Opinion: Al Overton

Former Planet Organic buyer Al Overton discusses the fundamental principles of setting out your stall — otherwise known as merchandising.

I want to talk to you about the environment you create for your customers, about how you give a point of difference to your store and give people more reasons to visit. About the strongest lever you have to increase basket spend. About, at the most fundamental level, who and what your shop is. I want to talk to you about merchandising.

It can be a dirty word in independent-minded retail. I didn’t include it in the title for fear you would switch off and turn the page. Merchandising is taken to mean how bigger retailers do space planning and decide how many facings of tomato soup they need versus leek and potato. Or it’s dismissed as window dressing, something you might do for a seasonal display twice a year. So instead, let's talk about setting out your stall. That means communicating what you stand for and displaying your goods to attract customers. It means something you do every day.

You curate a range of products, balancing what you think customers want to buy with what you want to sell — with the values you bring to your store. I assume you’re proud of the products on your shelves and care about what your shop stands for; merchandising is how you show that, and along with customer service is the thing that determines the shopper’s experience.

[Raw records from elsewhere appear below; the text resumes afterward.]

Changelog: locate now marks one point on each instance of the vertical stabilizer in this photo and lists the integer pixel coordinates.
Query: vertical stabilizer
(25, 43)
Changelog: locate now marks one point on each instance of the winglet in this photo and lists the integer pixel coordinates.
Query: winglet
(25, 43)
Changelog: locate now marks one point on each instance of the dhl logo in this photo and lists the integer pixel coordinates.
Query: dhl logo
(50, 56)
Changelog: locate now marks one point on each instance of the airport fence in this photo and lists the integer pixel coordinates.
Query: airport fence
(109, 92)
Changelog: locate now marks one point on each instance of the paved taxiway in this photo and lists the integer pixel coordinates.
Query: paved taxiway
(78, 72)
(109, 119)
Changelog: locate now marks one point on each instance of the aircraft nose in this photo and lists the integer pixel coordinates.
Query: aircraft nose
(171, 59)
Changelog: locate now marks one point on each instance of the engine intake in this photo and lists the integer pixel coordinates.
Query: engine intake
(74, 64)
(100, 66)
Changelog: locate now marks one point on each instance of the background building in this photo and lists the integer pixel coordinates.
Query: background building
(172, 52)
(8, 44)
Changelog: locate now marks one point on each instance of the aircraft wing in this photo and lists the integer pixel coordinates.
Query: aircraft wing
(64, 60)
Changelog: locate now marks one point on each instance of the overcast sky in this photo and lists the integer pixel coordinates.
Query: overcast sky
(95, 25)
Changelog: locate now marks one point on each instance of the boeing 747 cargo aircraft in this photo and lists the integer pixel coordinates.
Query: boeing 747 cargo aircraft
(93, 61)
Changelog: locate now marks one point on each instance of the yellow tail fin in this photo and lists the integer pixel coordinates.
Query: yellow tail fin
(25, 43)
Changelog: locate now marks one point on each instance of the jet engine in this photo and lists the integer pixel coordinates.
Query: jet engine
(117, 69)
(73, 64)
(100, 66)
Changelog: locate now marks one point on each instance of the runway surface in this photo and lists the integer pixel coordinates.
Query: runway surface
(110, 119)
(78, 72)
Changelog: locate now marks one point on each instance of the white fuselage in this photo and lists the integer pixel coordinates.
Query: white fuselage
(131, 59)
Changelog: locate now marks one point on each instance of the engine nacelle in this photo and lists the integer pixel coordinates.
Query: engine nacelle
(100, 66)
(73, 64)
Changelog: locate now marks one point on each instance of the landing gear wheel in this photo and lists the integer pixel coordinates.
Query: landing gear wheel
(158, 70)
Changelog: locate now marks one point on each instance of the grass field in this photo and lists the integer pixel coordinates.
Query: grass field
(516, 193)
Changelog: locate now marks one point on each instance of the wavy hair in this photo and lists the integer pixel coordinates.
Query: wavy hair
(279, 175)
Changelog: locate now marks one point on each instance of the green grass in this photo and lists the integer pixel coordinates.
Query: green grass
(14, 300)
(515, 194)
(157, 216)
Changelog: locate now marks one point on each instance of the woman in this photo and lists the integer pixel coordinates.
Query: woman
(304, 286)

Unfortunately, and this is where I might lose some of you, good merchandising is about structure, and if not rules, then let’s call them strongly encouraged guidelines.

Make it easy

It’s worth thinking about how you split your range so customers can navigate it easily, grouping products by categories or occasions. Consider having consistent shelf heights across the store and give enough space to get products on and off the shelf, giving them room to breathe. Don’t stack anything too high.

Merchandising is best thought of bay by bay, shelf by shelf. One bay should not bleed into another. Where possible, block brands or product types on a number of shelves — one shelf of oat cakes, two of rice cakes. Single facings of single SKUs tend to get lost; don’t be afraid to double- or triple-face to give prominence.

All of this takes space; one golden guideline is to not stock more products than your store can comfortably fit. By all means have abundance, but not mayhem.

It’s counter-intuitive, but larger sizes are better on the left, not the right — English is read left to right, and you want customers to find the larger product first. Arrange alphabetically where relevant — chocolate from Belize, then Costa Rica. The aim is to make it easy for customers to find what they’re looking for and discover what they didn’t know they were looking for. It will also make it easier to manage stock.

Champion your heroes

When I started in buying, I inherited a standard structure for looking at product ranges, classified by category and then good, better and best. Over time I dropped the good (who wants to only sell a product that is good?) but thinking about your range in terms of better and best is useful. It’s generally understood as a difference in price and quality but can be much more than that. Your best SKUs might also be based around taste, exclusivity, innovation, certification, environmental or social impact. They may just be your favourites. Identifying your best products helps identify your heroes.

Hero ranges are the ones that make your shop, your shop. They are unlikely to be widely available bestsellers, but instead are the products that give you an identity, a point of difference. What are your heroes in each category? If you don’t have a hero, find one. Your heroes then go at eye-level, with multiple facings, and ideally at least one shelf to themselves.

Stay on top of it

Products come and go, seasons pass, Easter eggs are replaced by hay fever remedies. Really engaging with your customers means being relevant, giving them what they want and inspiring them with what they didn’t know they wanted. If products aren’t selling, get them out. I don’t think it’s ever worth giving prime space to dead end or delisted stock. We want your customers to find new reasons to visit, by finding new products that they’re excited about. Through the seasons, the new products and delists, keep your merchandising tight, your store easy to shop and the products you’re most proud of in prime position.

This might sound like a lot of work, and you probably think your store looks just great, thank you very much. But I see the impact of clear merchandising and interesting range curation as the difference between browsing and shopping. I hate shopping — it feels like a job — but I love browsing, taking time to indulge in something I’m interested in, and being open to inspiration. When customers shop, they buy what they need and leave. When they browse, they give you their most valuable commodity: their time.  Focus on getting customers to spend their time in your shop — spending their money will follow.